With. In this case, it may be carried out after drying or may be carried out by immersing it in a solvent.

FIG. 2 shows a graph of the square of the electrodeposition weight of the toner layer obtained by the above-mentioned measuring apparatus using CT5085 toner manufactured by Ricoh Co., Ltd., and the measurement result of the toner layer potential. The slope of this graph and 264 Vcm
Q / m was calculated from ⁴ / mg ² and the dielectric constant ρ2.65 of the toner layer based on the equation (9) above.
4.5 μc / g was obtained.

(Advantages of the Invention) With the configuration described above, the present invention can measure the mobility of the toner layer, the ζ potential, the development amount, Q / m, etc. under the condition of the electric field strength in which the actual copying machine is operating. By measuring the potential decay rate of the toner layer, C and R can be measured.

[Brief description of drawings]

FIG. 1 is a block diagram of a physical property measuring apparatus according to an embodiment of the present invention, FIG. 2 is a graph showing a measurement result of a toner layer according to FIG. 1, and FIGS. ζ
It is a figure which shows electric potential measurement. 34 ... moving stage, 35 ... moving counter electrode, 36 ... developer tank, 37 ... electromagnetic valve, 38 ... high-voltage power supply, 39 ...
… Counter electrode for development, 40 …… Surface potential meter, 41 …… Probe, 42 …… Toner layer.

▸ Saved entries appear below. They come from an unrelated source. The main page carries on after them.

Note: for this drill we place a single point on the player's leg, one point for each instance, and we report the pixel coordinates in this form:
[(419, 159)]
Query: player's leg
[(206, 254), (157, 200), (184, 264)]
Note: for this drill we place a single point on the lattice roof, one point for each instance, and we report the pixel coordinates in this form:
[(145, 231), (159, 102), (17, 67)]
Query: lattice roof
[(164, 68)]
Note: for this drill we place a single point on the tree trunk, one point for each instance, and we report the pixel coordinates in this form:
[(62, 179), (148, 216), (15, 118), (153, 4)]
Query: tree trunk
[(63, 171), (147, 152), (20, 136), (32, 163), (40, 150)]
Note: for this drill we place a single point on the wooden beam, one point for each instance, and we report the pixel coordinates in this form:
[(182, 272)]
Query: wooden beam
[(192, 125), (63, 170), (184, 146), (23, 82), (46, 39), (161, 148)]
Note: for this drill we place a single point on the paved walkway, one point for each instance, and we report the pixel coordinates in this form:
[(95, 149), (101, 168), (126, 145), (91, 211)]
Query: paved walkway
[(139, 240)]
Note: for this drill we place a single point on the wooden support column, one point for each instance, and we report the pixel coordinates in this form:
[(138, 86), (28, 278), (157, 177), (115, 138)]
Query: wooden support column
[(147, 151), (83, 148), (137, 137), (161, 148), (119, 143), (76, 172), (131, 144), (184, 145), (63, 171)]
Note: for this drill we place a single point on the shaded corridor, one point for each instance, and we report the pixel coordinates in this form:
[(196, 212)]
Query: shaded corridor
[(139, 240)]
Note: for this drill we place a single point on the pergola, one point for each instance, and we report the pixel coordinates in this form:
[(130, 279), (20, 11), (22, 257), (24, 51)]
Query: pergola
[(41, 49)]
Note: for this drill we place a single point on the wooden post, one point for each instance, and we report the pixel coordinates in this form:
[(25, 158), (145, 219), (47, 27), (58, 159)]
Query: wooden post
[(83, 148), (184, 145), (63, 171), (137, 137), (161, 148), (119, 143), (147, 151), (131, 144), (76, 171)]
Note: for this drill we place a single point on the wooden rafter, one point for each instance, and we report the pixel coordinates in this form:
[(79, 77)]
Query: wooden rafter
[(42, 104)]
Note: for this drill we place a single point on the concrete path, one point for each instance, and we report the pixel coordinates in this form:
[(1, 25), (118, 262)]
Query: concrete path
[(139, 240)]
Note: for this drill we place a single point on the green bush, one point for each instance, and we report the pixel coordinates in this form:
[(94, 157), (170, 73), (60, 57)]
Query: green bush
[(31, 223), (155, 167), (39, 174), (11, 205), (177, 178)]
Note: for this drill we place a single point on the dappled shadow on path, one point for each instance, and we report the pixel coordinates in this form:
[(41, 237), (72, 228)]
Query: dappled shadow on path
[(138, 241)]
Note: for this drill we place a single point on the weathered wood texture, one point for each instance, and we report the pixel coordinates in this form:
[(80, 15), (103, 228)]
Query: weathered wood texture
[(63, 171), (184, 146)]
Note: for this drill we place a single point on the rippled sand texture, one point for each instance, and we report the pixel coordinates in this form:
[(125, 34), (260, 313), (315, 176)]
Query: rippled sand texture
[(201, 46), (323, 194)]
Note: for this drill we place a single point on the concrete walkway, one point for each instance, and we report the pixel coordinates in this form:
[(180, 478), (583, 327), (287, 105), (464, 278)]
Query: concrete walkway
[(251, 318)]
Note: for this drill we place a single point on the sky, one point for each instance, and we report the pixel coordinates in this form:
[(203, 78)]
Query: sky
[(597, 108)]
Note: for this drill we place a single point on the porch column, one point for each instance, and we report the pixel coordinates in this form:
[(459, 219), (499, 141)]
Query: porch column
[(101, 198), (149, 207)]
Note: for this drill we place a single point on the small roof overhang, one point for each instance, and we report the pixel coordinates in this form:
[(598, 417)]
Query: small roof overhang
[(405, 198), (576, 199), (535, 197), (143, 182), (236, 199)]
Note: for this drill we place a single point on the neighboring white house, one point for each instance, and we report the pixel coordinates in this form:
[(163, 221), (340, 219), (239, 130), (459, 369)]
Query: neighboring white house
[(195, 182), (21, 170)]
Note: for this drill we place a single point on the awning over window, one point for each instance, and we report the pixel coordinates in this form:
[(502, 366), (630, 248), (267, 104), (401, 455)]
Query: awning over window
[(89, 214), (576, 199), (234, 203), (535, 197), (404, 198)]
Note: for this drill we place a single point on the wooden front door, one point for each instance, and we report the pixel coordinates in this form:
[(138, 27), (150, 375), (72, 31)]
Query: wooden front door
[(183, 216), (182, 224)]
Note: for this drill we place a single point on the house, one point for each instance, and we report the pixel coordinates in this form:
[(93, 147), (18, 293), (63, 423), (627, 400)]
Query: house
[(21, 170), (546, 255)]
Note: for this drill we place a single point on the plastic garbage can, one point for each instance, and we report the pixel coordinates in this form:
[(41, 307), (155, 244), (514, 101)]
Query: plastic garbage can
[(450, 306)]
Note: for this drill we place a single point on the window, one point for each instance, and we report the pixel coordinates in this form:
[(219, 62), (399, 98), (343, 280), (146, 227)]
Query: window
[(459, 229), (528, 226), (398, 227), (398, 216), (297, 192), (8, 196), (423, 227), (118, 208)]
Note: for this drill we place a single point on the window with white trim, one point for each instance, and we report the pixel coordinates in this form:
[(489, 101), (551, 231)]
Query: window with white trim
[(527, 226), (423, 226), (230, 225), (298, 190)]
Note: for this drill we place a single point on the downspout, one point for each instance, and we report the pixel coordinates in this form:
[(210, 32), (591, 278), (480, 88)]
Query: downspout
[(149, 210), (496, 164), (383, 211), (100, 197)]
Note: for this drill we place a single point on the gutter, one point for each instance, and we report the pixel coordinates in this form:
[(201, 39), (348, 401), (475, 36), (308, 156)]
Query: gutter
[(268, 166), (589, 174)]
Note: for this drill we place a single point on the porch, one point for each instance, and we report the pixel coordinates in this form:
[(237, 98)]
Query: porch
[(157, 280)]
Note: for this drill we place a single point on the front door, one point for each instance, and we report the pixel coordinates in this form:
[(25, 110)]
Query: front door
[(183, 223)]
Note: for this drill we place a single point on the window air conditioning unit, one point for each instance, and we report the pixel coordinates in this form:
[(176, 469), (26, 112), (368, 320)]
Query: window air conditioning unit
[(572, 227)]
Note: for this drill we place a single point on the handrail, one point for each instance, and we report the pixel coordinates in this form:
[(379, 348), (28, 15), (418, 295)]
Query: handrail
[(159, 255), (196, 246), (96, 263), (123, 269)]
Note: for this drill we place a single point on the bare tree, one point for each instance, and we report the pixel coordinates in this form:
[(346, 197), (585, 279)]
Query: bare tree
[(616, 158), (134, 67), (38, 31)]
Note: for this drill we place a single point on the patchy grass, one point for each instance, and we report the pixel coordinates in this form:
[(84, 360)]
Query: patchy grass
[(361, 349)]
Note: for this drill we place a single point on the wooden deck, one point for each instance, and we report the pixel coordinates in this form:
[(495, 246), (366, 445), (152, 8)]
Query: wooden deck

 ─────────────────────────────────────────────────── ─── Continuation of the front page (72) Inventor, Kazuhiko Umemura 1-3-6 Nakamagome, Ota-ku, Tokyo Inside Ricoh Co., Ltd. (56) References Japanese Patent Publication 5-52901 (JP, B2)

Claims (1)

[Scope of utility model registration request] 1. A stage, on which a counter electrode for development having a known weight is removably mounted, and which is movable at a constant speed, and one for high voltage application, which is positioned with a constant gap with respect to the counter electrode. A counter electrode, a tank for supplying a liquid developer to the gap between the two counter electrodes, and a measuring instrument having a probe for measuring the potential of the toner layer after development by the two counter electrodes. A device for measuring physical properties of a liquid developer for electrostatic photography, characterized in that the removable counter electrode for development is removed and the weight of the toner layer is measured.